An NFT That Offers Free Food for Life: What Would That Be Worth?
NOTE: This dispatch originally ran on my Ministry of Alpha page at Substack in mid-August. This has been slightly edited for content and timing.
This is a story about chicken.
Like, literally chicken. As in fingers. As in real-world chicken fingers sold by a real-world chicken-finger restaurant called Sticky’s The Finger Joint.

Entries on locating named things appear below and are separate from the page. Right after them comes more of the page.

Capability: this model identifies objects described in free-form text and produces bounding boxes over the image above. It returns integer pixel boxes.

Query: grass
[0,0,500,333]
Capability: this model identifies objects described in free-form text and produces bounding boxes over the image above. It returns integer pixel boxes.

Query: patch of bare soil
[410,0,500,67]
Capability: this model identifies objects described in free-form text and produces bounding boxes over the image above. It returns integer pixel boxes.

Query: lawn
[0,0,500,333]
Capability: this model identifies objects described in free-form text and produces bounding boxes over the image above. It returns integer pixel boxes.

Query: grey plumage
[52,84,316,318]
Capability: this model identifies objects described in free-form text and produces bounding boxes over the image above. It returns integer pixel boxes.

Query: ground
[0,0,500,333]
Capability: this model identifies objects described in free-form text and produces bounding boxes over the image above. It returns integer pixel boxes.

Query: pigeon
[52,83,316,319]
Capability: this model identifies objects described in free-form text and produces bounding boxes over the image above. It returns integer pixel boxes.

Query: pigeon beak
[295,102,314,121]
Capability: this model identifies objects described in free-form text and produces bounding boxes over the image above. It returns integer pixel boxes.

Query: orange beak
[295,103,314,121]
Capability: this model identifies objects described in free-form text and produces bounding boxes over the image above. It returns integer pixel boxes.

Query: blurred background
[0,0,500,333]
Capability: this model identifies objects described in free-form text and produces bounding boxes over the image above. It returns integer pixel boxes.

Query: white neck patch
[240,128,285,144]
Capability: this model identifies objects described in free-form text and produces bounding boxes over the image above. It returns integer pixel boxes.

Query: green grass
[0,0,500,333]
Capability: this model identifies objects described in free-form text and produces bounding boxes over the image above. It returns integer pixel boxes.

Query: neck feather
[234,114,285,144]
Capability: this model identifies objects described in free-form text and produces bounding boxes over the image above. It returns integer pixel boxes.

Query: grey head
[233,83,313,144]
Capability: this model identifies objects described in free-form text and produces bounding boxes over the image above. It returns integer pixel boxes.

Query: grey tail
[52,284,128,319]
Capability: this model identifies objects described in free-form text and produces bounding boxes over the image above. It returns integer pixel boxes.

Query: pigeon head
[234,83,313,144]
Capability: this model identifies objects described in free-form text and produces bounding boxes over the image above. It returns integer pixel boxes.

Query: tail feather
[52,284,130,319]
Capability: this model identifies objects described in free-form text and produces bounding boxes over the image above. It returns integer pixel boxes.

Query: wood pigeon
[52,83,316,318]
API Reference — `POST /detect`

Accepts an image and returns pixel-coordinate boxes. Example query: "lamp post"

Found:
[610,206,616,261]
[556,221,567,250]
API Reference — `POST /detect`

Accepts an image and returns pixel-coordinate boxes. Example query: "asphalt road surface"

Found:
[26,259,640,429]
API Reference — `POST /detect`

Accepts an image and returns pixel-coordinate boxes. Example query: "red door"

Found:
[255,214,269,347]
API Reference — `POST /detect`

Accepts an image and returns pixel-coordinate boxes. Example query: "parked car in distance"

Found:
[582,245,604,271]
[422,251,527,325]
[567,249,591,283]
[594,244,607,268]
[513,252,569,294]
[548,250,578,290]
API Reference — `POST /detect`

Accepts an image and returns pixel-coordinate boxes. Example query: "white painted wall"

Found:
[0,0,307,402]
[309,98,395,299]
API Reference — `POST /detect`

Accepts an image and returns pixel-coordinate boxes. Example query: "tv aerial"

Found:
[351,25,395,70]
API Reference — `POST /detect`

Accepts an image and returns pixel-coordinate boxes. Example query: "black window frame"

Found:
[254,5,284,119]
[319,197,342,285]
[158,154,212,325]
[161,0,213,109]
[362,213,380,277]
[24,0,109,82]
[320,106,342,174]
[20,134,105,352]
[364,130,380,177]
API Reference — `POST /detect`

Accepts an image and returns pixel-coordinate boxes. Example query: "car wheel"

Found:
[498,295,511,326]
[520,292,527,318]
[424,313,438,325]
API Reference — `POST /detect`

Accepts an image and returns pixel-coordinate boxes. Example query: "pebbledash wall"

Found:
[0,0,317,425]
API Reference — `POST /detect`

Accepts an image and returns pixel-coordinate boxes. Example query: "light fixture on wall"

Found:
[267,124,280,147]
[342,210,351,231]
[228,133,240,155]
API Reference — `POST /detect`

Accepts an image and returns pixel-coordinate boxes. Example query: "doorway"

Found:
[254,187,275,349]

Because of that, I suspect most people have probably already stopped reading. And those who’ve made it this far will very likely not heed this advice:
Mint a few Hungry Robot Chicken Club NFTs before they’re gone. They cost all of one measly SOL, or about $31 today. Stick them in your hardware wallet, and then go on about your day. (You can mint them here. There are 472 left, last time I looked on Sept. 2.)
Then, forget you own them. Don’t even think about them.
And one day, when you’re reading about this wacky, chicken-finger joint that launched a trend among restaurants, you’re going to remember: “Holy chicken shit! I own some of those!”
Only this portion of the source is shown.